31. Uit de stukken en de behandeling ter zitting is gebleken dat de vrouw deels zelf in deze behoefte voorziet door haar werkzaamheden bij [werkgever van de vrouw], alwaar zij sedert september 2003 een salaris van Euro 1.311,73 bruto per maand verdient. Dit komt, rekening houdend met 8% vakantietoeslag, neer op Euro 1.417,- bruto per maand. Partijen zijn het er over eens dat, vanwege de zorg voor de kinderen van partijen, niet in redelijkheid van de vrouw kan worden verwacht dat zij thans haar werkzaamheden uitbreidt om meer inkomsten te verwerven.
32. Uit het vorenstaande volgt dan de vrouw nog behoefte heeft aan een bijdrage van de man van (tenminste) bruto Euro 1.154,- per maand (Euro 2.571,- minus Euro 1.417,-).

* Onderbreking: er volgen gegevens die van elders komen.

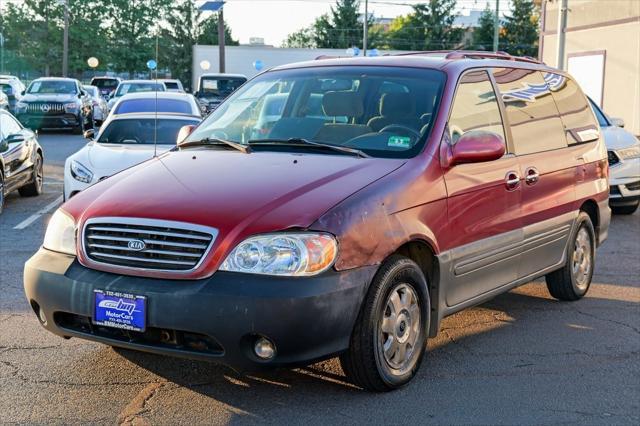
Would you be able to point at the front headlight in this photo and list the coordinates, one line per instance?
(80, 172)
(629, 153)
(61, 233)
(288, 254)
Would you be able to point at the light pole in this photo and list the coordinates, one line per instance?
(496, 26)
(365, 28)
(65, 39)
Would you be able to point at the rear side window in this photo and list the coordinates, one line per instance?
(475, 107)
(533, 117)
(573, 107)
(151, 105)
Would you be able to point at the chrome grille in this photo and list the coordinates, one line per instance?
(146, 243)
(45, 108)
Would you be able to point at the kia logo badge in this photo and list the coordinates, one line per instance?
(136, 245)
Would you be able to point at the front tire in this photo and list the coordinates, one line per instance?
(625, 209)
(573, 280)
(389, 339)
(34, 187)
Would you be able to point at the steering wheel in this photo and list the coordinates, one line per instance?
(401, 128)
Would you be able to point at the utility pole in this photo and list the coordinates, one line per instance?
(496, 26)
(65, 41)
(562, 28)
(365, 28)
(221, 40)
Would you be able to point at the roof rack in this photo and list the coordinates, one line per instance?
(473, 54)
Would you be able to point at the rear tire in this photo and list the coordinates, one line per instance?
(389, 339)
(625, 209)
(573, 280)
(34, 188)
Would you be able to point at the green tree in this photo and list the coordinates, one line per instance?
(132, 31)
(521, 29)
(208, 32)
(428, 27)
(483, 34)
(341, 28)
(303, 38)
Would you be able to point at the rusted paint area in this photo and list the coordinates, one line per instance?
(408, 204)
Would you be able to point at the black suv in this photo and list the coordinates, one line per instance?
(55, 103)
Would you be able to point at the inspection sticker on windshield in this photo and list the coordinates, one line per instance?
(119, 310)
(399, 141)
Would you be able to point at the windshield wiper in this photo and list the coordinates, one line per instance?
(303, 142)
(217, 141)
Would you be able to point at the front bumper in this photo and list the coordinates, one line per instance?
(215, 319)
(50, 121)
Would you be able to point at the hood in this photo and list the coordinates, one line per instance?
(239, 194)
(50, 97)
(618, 138)
(110, 159)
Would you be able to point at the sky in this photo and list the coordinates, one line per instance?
(273, 20)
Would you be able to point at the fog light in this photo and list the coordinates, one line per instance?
(264, 349)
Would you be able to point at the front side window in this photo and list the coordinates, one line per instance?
(533, 117)
(132, 131)
(53, 86)
(378, 110)
(475, 107)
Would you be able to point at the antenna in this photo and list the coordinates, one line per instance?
(155, 123)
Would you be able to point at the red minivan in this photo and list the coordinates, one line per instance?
(336, 207)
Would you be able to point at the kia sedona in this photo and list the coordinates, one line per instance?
(122, 142)
(624, 163)
(21, 159)
(424, 184)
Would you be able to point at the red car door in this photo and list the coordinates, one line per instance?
(483, 200)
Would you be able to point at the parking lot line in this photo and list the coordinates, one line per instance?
(28, 221)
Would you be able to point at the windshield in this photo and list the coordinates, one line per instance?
(142, 131)
(6, 88)
(105, 83)
(125, 88)
(602, 120)
(150, 105)
(383, 111)
(220, 87)
(53, 86)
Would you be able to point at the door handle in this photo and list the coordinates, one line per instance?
(531, 176)
(512, 180)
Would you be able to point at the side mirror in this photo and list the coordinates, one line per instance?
(617, 121)
(477, 146)
(89, 134)
(184, 132)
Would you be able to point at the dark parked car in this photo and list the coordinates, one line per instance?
(12, 87)
(54, 102)
(21, 159)
(424, 185)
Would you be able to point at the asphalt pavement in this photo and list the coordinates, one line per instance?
(523, 358)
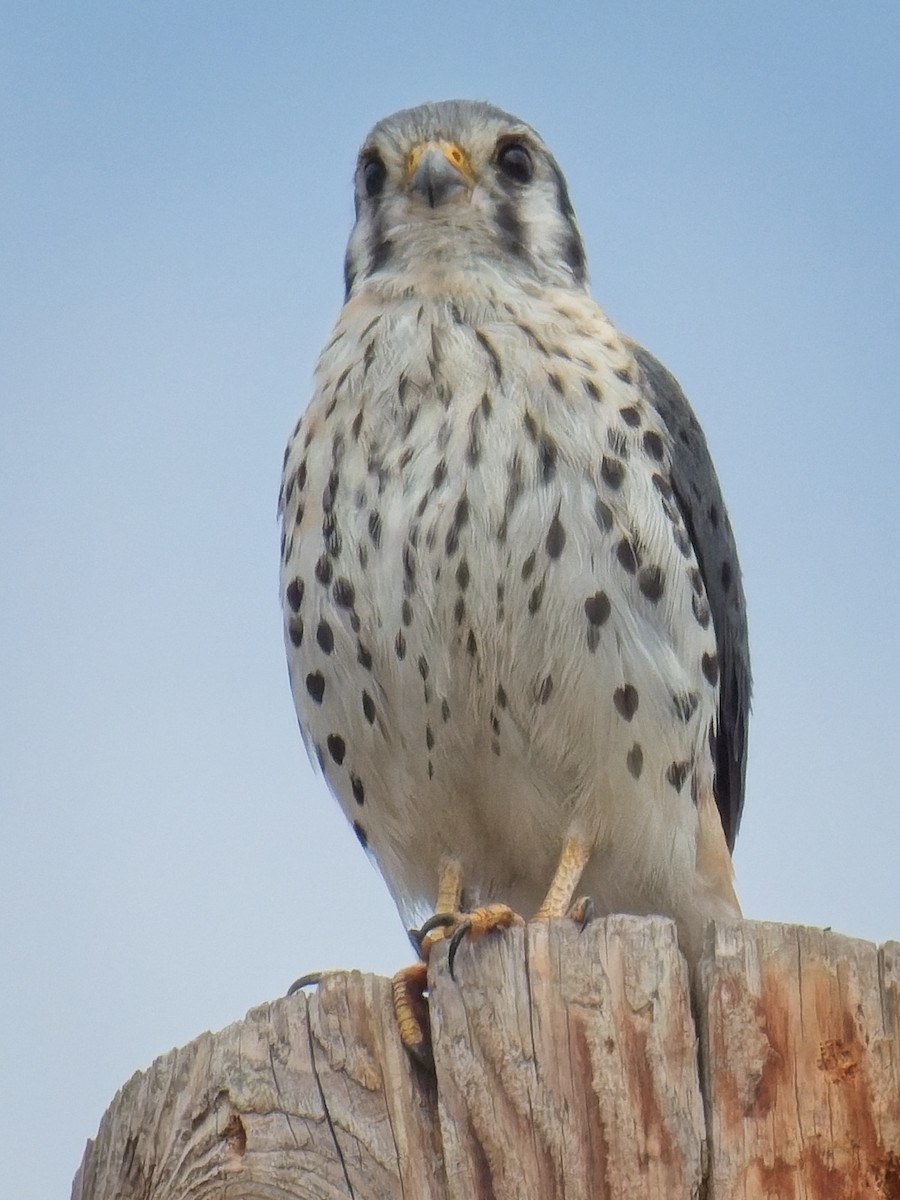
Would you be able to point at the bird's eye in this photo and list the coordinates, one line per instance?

33. Zoals hiervoor is berekend, is de man in staat om in de periode van 4 februari 2004 tot 1 november 2004 Euro 93,- per maand en vanaf 1 november 2004 Euro 887,- per maand bij te dragen in de kosten van levensonderhoud van de vrouw. Nu deze bijdragen de hiervoor berekende behoefte van de vrouw aan een bijdrage van de man niet te boven gaan, zal het hof de eerder overeengekomen c.q. vastgestelde bijdrage voor de vrouw wijzigen in die zin dat deze bijdrage met ingang van 4 februari 2004 tot 1 november 2004 Euro 93,- per maand en vanaf 1 november 2004
Euro 887,- per maand bedraagt.
Slotsom
34. Op grond van het voorgaande dient de beschikking waarvan beroep te worden vernietigd. Er zal opnieuw worden beslist als na te melden.
De beslissing
Het gerechtshof:
vernietigt de beschikking waarvan beroep;
en opnieuw beslissende:
wijzigt de beschikking van de rechtbank te Leeuwarden van 3 december 2003 en bepaalt de door de man aan de vrouw te betalen bijdrage in de kosten van levensonderhoud van de vrouw met ingang van 4 februari 2004 tot 1 november 2004 op Euro 93,- per maand en vanaf 1 november 2004 op Euro 887,- per maand;
bepaalt dat deze bijdragen, voor zover de termijnen niet zijn verstreken, telkens bij vooruitbetaling aan de vrouw dienen te worden voldaan;
verklaart deze beschikking tot zover uitvoerbaar bij voorraad;
wijst af het meer of anders verzochte.
Aldus gegeven door mrs Wachter, voorzitter, Melssen en Laagland, raden, en uitgesproken door mr Mollema, vice-president, lid van een enkelvoudige kamer, in tegenwoordigheid van mevrouw Haites-Verbeek als griffier ter openbare terechtzitting van dit hof van woensdag 13 juli 2005.